Options FollowSymLinks

AllowOverride All

Order deny,allow

Deny from all

Allow from <your IP address goes here>

</Directory>

This will have Apache just deny requests from clients other than yourself (although Apache will keep the connection open if you’re using KeepAlive, which won’t due you a lick of good since it will still hold the line open so that it can deny their next request promptly — don’t use KeepAlive).  That should let you get into the WordPress admin to enable and test caching.  After doing so, you can switch to Allow from All and then test to see if your site is now surviving.

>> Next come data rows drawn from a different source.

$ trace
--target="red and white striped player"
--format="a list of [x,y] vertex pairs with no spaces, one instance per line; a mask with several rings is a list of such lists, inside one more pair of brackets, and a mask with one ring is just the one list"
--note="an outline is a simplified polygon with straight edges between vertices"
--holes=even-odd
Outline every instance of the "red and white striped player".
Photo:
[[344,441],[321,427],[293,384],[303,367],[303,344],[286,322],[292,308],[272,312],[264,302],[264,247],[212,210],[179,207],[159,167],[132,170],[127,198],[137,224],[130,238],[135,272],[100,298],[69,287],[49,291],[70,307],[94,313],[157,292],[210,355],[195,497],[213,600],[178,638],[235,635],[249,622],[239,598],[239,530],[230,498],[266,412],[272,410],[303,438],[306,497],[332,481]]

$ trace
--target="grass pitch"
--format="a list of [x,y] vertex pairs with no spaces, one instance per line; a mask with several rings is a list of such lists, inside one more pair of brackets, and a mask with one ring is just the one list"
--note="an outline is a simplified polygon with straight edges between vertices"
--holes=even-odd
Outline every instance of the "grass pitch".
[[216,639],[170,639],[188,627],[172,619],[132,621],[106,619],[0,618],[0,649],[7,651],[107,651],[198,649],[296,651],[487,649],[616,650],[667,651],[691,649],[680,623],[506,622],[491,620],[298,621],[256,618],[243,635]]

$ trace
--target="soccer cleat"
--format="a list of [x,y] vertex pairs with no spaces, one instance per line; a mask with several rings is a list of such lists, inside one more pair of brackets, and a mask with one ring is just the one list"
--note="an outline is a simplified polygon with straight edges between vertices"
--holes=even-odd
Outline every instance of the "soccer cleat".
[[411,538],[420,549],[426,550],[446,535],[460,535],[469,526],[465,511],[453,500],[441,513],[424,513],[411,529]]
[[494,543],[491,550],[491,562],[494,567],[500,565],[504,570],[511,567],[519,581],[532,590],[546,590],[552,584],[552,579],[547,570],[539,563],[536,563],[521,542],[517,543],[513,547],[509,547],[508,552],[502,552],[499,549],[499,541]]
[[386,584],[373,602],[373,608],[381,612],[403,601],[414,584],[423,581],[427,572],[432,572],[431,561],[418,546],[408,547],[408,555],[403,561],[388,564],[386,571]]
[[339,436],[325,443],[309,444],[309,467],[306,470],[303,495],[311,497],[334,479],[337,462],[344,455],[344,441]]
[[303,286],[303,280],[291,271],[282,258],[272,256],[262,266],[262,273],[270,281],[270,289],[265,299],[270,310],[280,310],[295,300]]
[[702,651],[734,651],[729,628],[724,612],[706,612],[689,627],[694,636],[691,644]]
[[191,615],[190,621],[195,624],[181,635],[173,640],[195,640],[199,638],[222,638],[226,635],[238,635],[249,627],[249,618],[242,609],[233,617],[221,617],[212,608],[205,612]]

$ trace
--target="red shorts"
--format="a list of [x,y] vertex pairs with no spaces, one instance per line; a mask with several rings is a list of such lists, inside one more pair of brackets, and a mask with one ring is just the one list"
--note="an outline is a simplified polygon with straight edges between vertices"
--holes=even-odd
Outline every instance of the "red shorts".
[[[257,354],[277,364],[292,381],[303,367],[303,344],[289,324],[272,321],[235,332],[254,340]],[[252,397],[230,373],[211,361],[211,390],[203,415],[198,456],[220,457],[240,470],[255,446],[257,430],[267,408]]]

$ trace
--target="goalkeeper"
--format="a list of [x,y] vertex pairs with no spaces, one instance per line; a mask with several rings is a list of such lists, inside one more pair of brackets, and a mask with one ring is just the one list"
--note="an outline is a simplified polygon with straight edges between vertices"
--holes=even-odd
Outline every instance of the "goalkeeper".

Sidenote: If you can possibly help it, I recommend Nginx over Apache.  I use Apache because a couple of years ago it was not simple to use Nginx with PHP.  This is no longer the case.  The default settings (or whatever  you’ve copied from the My First Rails Nginx Configuration you just Googled) are much more forgiving than Apache’s defaults.  It is extraordinarily difficult to kill Nginx unless you set out to do so.  Apache.conf, on the other hand, is a whole mess of black magic with subtle interactions that will kill you under plausible deployment scenarios, and the official documentation has copious explanations of What the settings do and almost nothing regarding Why or How you should configure them.

Hopefully, this will save you, brave Googling blog owner from the future, from having to figure this out by trial and error while your server is down.  Godspeed.